Major Factors Determining the Timing of Sale

The following is a summary of typical factors that should be considered when timing the sale of a single income property. Interest rate trends, tax policy changes, and asset portfolio rebalancing can be the main triggers. Let's take a look at each of these.

  • Interest Rate Trends and Market Cycles: Real estate market conditions are closely linked to interest rates. To date, Japan has had ultra-low interest rates, which have supported lower real estate yields (and higher prices). However, with the Bank of Japan's decision to lift negative interest rates and eliminate YCC in 2024, interest rates may enter an upward phase in the future. If interest rates rise, there will be upward pressure on investors' cap rates, and real estate prices will turn downward. In other words, it is extremely important to be able to sell at the current high price level before interest rates rise. To give a concrete example, if the expected yield on a property with annual rental income of 10 million yen increases from 4% to 5%, the theoretical price will fall from 250 million yen to 200 million yen, a 20% drop. Even if not as extreme as this, it is inevitable that a gradual downward pressure will be exerted on the sale price during a period of rising interest rates. Therefore, if you read that interest rates will rise in the future, one theory is to sell before that happens.
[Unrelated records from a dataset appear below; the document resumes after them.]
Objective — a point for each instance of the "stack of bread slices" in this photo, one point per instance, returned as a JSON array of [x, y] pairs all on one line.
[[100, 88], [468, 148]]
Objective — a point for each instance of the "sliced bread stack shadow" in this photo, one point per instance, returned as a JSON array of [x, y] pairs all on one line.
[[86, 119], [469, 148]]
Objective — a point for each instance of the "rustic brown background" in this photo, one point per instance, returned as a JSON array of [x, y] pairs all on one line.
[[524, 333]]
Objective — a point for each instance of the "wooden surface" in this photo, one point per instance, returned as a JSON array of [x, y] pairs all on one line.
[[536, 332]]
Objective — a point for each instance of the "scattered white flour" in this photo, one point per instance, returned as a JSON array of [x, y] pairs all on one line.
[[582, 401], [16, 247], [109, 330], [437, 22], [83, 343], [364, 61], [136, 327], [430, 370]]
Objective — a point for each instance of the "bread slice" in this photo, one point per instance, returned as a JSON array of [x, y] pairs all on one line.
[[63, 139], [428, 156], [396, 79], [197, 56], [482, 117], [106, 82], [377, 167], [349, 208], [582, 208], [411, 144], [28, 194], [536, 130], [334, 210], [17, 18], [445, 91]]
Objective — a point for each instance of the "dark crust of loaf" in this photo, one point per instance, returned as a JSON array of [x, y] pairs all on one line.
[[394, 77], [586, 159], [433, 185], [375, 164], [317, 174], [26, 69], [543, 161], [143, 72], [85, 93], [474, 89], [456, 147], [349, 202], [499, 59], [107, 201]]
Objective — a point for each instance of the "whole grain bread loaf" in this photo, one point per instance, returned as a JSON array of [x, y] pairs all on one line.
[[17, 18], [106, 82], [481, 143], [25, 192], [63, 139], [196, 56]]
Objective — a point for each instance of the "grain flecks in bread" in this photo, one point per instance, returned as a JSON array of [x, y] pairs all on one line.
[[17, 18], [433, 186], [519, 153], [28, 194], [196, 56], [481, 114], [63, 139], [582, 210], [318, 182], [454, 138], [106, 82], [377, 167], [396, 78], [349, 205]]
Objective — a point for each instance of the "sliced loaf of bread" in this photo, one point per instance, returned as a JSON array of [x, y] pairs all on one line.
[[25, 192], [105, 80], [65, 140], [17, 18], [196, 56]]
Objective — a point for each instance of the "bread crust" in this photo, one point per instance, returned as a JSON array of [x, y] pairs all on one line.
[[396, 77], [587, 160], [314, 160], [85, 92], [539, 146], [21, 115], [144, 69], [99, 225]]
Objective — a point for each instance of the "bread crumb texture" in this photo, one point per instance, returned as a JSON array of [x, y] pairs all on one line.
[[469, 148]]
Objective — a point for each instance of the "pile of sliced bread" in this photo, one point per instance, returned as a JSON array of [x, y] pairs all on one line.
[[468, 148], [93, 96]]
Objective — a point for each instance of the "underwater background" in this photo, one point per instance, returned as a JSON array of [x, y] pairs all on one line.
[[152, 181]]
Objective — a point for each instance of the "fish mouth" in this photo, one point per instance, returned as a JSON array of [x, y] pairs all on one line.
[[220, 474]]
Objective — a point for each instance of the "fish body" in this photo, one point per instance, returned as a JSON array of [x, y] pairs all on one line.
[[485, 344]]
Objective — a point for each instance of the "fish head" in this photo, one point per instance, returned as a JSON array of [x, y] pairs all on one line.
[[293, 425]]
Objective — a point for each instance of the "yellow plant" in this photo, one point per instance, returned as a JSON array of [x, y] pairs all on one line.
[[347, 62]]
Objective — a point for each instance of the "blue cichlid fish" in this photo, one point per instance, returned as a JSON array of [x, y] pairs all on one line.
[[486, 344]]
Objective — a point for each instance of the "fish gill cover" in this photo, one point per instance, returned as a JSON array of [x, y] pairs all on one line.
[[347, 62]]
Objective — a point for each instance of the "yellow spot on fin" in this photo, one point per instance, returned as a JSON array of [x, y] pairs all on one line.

In addition to interest rate trends, you should also consider economic cycles and real estate market cycles. Since real estate prices fluctuate over the long term, you can view large price increases over the past several years as an opportunity to lock in profits. It is important not to miss the timing, especially if there are signs that inflation or land price appreciation rates have peaked out.

  • Tax milestones: Taxes on gains on the sale of real estate and other tax changes will also affect timing decisions. First of all, the transfer income tax rate on gains from the sale of real estate is only about 20% for individuals who sell after holding the property for five years or longer, while the rate for those who sell within five years is about 39%. This "5-year rule" makes a huge difference, so it is advantageous to hold the property for at least 5 years (strictly speaking, 5 years as of January 1 of the current year) before selling it if the property has just been purchased. Many ultra-high-net-worth individuals hold their assets in the name of a corporation, but if the property is held in the name of an individual, it is important to first keep this tax rate milestone in mind.

    In addition, it is also necessary to keep abreast of recent tax system changes. The government announces taxation systems related to real estate (e.g., revisions to property tax assessments, inheritance tax and gift tax, etc.). For example, if there is a plan to change the basic inheritance tax exemption or valuation method, it may be advantageous or disadvantageous to sell the property before one's death. (*Check with your tax specialist for specific revisions.) (*Check with your tax advisor for specific revisions.) These changes in the taxation system may accelerate or delay the "right time" to sell. For example, if there is a prospect that gains on real estate sales will be taxed more heavily in the next few years, it may be a good idea to sell before that happens.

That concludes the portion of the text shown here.